Preclinical studies indicate Nrf2/HO-1 and TLR4 signaling operate as a regulatory axis that governs the balance between cytoprotection and inflammation during hepatic IRI. Separately, hepatic IRI is linked to TLR4 activation by gut-derived microbial components entering the portal circulation, with emerging evidence suggesting the composition of these portal venous microbial components (PV-MC) heavily influences the direction (activation or suppression) of downstream TLR4 proinflammatory signaling. In human EAD, however, the interaction between Nrf2/HO-1 and TLR4 pathways and the role of PV-MC in modulating this regulatory axis remains entirely unexplored.

This pilot, prospective, single-center observational study will enroll 34 deceased-donor LT recipients whose allografts are maintained on normothermic machine perfusion. Allograft tissue, serum, and rectal samples will be collected peri-implantation for protein and gene expression profiling and microbial analysis. This will be the first study to test whether the peri-implantation imbalance between Nrf2/HO-1 and TLR4 signaling correlates with EAD severity. Its innovative design introduces a novel gut-liver paradigm that challenges the traditional view of IRI as a sterile process by implicating PV-MC as modulators of cytoprotective and proinflammatory signaling. The study also aims to identify specific protein, gene, and microbial signatures as potentially modifiable triggers of EAD, laying the groundwork for future immunomodulatory and microbiome-based therapeutic strategies.

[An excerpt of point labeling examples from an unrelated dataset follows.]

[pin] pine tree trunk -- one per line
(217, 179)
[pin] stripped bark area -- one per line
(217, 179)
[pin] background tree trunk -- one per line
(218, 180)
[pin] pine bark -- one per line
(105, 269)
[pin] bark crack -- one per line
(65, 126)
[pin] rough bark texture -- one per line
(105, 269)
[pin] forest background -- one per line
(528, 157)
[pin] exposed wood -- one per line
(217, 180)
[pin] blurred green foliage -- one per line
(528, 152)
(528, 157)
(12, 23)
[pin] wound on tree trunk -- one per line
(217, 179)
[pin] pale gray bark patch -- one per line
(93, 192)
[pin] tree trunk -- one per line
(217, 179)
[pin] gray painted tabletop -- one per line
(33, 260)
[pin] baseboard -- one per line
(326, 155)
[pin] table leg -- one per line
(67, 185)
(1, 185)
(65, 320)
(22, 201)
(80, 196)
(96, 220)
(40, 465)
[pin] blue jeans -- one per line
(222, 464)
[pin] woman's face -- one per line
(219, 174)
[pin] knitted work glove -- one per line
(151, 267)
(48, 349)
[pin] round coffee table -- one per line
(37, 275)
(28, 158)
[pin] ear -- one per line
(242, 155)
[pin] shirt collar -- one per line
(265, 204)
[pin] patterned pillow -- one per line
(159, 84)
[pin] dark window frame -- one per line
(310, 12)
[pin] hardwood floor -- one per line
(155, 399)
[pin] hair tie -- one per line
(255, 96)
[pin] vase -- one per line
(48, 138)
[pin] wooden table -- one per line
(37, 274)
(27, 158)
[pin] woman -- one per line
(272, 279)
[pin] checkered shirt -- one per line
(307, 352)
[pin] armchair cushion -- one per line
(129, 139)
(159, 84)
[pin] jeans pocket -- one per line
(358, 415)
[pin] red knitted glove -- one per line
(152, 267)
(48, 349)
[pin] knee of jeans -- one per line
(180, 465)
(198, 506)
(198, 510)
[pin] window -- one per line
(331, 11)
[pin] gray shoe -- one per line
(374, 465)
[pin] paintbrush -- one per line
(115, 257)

In addition to generating preliminary mechanistic data, Wilson’s work will establish a unique biobank to support future NIH applications focused on the influence of PV-MC on ferroptosis during EAD and the development of targeted interventions to mitigate EAD and improve postoperative LT outcomes. Wilson is collaborating with a multidisciplinary team of experts, including Dr. Andrew Barbas  and Dr. Stuart Knechtle (Duke Abdominal Transplant Surgery), Dr. Jamie Privratsky and Dr. Mara Serbanescu (Duke Anesthesiology), Dr. Ben Hughes (senior research associate, DEVOL), and biostatistician Mary Cooter Wright (Duke Anesthesiology).